Ever since I started working as a freelance writer, I’ve realized – on a new level – the importance of networks. I work with clients all over the U.S. and all over the world. Instead of one “job” with a salary and benefits, I have lots of smaller “projects” that add up to a good living. Instead of relying on one single company to give me my livelihood, I have a broad network of clients. Freelance writing is my dream job, and I’ve created it all for myself – and I feel very well-supported by this invisible “safety net” of lots of different clients – but what if I could help other people extend their own “safety net?”
Whether we realize it or not, we are all inter-connected. No one is every truly alone. We are all one or two degrees of separation removed from great people who can help us find what we’re looking for in our careers. What if we used the power of the Internet and the power of Facebook not just for screwing around and sharing funny cat pictures, but for taking some positive, proactive steps to make a difference in people’s lives – helping people make more money, find better jobs, or make a career change in a way that will benefit them for years to come? I want to be a connector of people. I want to introduce people for their mutual benefit. I want to help people get a step closer to the job of their dreams.

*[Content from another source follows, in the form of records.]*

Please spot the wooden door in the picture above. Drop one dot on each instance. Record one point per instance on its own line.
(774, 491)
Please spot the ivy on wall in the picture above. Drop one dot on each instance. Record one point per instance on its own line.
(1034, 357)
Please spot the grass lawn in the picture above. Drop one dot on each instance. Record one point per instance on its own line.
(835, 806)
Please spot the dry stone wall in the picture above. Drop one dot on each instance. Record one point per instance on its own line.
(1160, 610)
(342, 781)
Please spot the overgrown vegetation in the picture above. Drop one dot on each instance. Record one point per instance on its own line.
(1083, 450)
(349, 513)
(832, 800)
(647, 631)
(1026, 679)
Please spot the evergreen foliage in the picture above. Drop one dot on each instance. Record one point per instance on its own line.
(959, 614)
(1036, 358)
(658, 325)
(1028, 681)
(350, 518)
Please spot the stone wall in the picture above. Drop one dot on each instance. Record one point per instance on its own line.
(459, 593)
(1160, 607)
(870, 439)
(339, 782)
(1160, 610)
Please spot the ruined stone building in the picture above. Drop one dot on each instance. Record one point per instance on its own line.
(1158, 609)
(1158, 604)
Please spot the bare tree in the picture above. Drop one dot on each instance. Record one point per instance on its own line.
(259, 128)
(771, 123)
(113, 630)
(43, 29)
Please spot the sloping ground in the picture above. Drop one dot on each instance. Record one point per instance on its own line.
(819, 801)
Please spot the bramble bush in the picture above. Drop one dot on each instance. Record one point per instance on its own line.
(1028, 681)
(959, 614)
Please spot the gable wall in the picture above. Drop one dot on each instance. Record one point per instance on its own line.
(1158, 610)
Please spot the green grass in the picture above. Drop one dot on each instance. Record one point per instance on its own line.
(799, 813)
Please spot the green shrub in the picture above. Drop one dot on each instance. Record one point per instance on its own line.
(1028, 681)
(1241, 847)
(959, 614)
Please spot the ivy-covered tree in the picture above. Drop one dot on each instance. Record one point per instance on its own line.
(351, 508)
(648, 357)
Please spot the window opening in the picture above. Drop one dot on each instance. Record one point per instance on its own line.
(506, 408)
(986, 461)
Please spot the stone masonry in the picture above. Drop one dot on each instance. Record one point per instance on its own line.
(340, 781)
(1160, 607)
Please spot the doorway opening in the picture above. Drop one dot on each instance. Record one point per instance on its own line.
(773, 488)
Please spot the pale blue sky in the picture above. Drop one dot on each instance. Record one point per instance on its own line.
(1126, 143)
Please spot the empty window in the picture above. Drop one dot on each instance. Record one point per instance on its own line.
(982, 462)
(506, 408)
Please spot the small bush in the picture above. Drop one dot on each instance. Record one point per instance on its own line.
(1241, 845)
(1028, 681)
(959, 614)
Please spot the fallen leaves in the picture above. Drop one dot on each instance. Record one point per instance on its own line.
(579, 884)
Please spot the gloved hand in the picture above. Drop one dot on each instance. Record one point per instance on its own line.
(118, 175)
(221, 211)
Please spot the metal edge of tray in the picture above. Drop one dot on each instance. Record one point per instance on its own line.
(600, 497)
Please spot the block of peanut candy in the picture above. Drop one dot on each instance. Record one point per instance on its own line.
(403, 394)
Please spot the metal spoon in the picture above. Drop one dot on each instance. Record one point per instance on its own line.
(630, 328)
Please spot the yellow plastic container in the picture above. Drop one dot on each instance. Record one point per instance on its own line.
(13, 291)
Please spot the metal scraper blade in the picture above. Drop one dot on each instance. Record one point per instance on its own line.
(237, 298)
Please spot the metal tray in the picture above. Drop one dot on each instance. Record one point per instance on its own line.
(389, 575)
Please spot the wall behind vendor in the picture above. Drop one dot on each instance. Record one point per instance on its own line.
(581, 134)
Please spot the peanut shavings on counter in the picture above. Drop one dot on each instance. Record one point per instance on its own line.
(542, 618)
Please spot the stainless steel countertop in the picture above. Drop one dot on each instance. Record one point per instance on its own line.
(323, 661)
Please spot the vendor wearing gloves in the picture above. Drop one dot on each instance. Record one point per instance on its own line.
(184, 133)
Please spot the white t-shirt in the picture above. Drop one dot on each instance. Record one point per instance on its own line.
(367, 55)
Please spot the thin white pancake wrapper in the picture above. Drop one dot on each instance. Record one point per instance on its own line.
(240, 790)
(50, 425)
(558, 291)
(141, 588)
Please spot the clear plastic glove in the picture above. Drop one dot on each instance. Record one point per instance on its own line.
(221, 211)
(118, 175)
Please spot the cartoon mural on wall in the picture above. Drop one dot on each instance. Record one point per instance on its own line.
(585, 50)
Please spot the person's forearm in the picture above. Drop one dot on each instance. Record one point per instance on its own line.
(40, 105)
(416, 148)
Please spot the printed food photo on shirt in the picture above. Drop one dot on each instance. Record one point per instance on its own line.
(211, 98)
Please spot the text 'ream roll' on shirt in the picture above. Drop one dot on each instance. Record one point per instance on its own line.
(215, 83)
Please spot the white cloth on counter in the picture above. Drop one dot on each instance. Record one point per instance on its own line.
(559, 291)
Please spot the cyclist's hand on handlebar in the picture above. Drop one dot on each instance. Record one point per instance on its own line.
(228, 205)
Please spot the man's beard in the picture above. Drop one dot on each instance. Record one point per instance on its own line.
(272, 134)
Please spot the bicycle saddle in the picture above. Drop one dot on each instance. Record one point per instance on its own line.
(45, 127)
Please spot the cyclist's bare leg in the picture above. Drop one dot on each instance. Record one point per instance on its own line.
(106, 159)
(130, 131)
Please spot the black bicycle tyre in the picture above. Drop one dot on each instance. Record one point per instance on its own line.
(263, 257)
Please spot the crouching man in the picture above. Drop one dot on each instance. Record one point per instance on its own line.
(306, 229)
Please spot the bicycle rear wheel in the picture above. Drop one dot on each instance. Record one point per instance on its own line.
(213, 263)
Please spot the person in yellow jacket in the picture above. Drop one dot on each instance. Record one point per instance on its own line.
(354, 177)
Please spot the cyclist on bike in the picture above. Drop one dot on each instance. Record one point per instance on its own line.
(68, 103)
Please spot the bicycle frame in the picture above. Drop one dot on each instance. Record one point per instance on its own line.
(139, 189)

I know I can’t help everyone. Not everyone is a good fit for a certain job, not everyone has the energy or capacity or desire or will power or “hustle” necessary to start a business or work extra hours freelancing in addition to holding a full-time job. Not everyone is willing to change. Some people stay stuck in the same thought patterns and never break out of their comfort zones – and that’s OK.
But what if this “Generosity Project” could help someone figure out how to get started as a part-time freelance writer and earn an extra $200 or $300 or $500 a month? What if this project could introduce some talented job candidates to some great employers who might not otherwise find each other? What if I could help speed up the natural sorting process of people finding the right job and the right career and the right company, and make it a little more efficient and more human? Wouldn’t that be great? And I can do it all from home? I already waste way too much time on Facebook, so why not put some of that time to good use?
I don’t know how “big” I want this to get. I’m a really busy person and I have a lot of demands on me already from my work and my family and everything else that goes with being a parent and a spouse and a homeowner. But I really want to try to do something. I can’t solve all of the problems in the world, but maybe I can make a difference for this specific problem: helping connect other people with jobs and opportunities.
What if we could all be a little bit more generous with our time, talents and connections? What’s holding us back? I’m going to start making a conscious, proactive, public effort in 2015 to be more generous. Starting NOW.